Repeats are one of the most mysterious features of genomes. All genomes sequenced to date contain some form of repeat, but the big eukaryotic genomes are richest. About half the human genome is easily recognized as repetitive. Understanding repeats is critical to BLAST users because if they aren't dealt with properly, they can tie up your computer for days, dominate your report, invalidate your statistics, and obscure your findings.
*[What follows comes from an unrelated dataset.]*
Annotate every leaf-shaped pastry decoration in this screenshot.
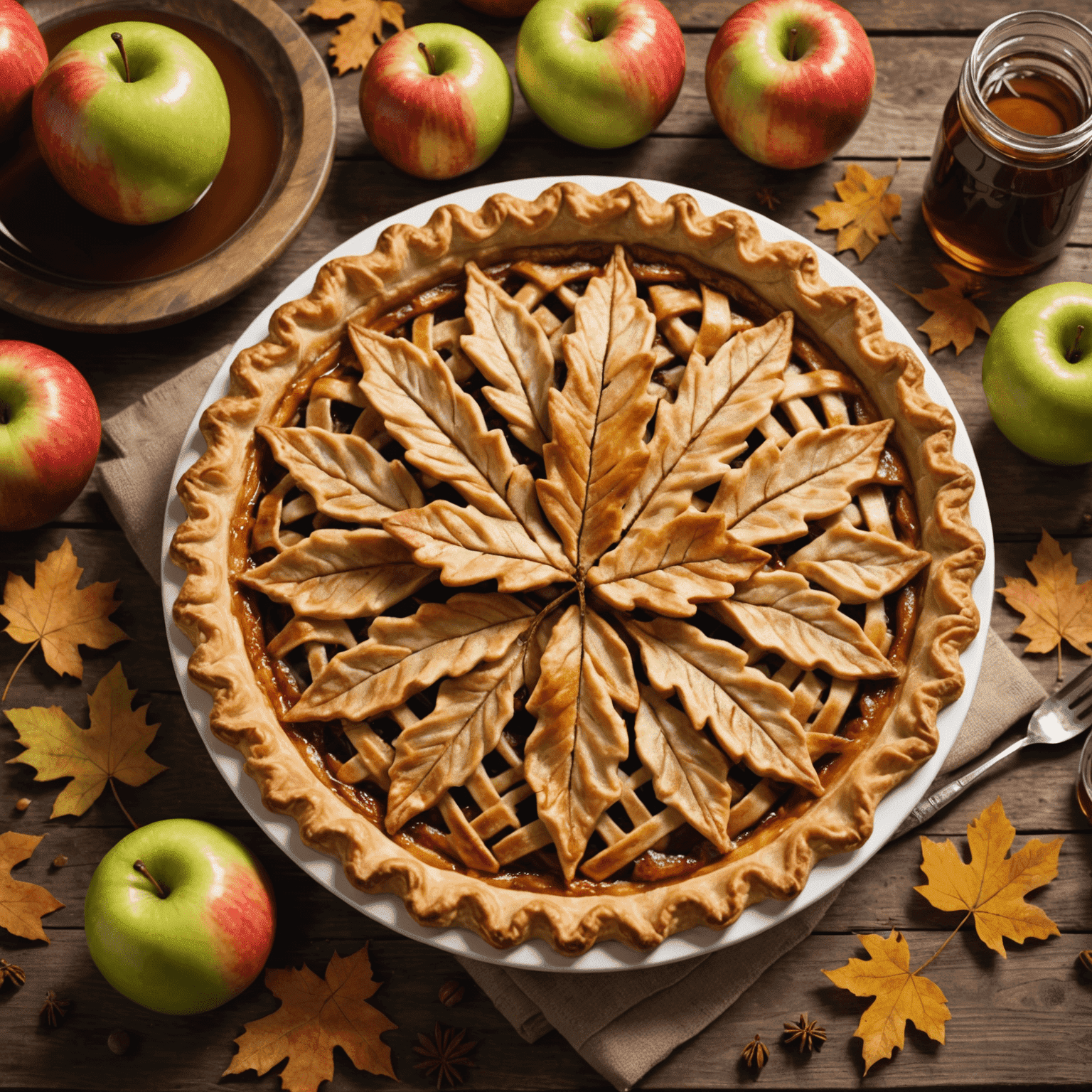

The words "repeat" and "repetitive sequence" are used very loosely in genomics, and this causes a lot of confusion for novices. Broadly speaking, repeats can be classified as simple and complex. Simple repeats generally consist of low-complexity sequences (see Chapter 4); examples include runs of a single nucleotide such as An, Tn, Gn, and Cn; dinucleotide repeats such as [CA]n; tri-nucleotide repeats in the form of [CAG]n; and so on. The strange thing about these sequences is that they occur much more frequently in genomes than you'd expect by chance. Simple sequence repeats occur just about everywhere in the genome, even in the protein coding exons of genes, but they are especially common in heterochromatic, pericentromeric, and telomericregions of eukaryotic chromosomes that play structural roles and don't contain many genes.
The term complex repeat usually describes any genomic repeat that doesn't consist of low complexity/low entropy sequence. Noncoding RNAs, such as rRNAs and tRNAs, comprise one commonly encountered class of complex repeat, but because they have known important functions, they are often not lumped together with the rest of the repeats. The term complex repeat can also denote some form of mobile genetic element or selfish DNA (a phrase coined by Francis Crick). These entities are a bit like the fleas and ticks of the genome: they copy and spread themselves within and between genomes and are generally believed to do little for the host genome. Selfish DNAs are usually further classified into three subcategories: transposons, retroviruses, and retrotransposons. If you see these names in a BLAST report, you may need to use a repeat filter.
One of the most confounding problems in similarity searches is the presence of pseudogenes. As the name suggests, pseudogenes are "fake genes"; that is, they look like they could encode a protein, but they aren't functional. Pseudogenes come from a variety of sources. A mutation that introduces a stop codon into a gene creates a pseudogene, but more commonly, pseudogenes are created from some kind of duplication event. Sometimes, through various mechanisms, regions of a chromosome may become duplicated. The extra copies of genes are generally free of selective pressures and may become pseudogenes as they accumulate mutations. Duplication may also result from repetitive elements that include neighboring DNA as they copy themselves into new locations. In eukaryotes, a very common form of pseudogene is the retro-pseudogene, in which the mRNA from a gene is reverse-transcribed into DNA and inserted back into the genome. Because retro-pseudogenes come from mRNA, they contain the hallmarks of transcripts, notably an absence of introns and the presence of a poly-A tail. They are therefore easy to detect if you know what to look for. Most retro-pseudogenes come from highly transcribed genes such as the protein components of the ribosome.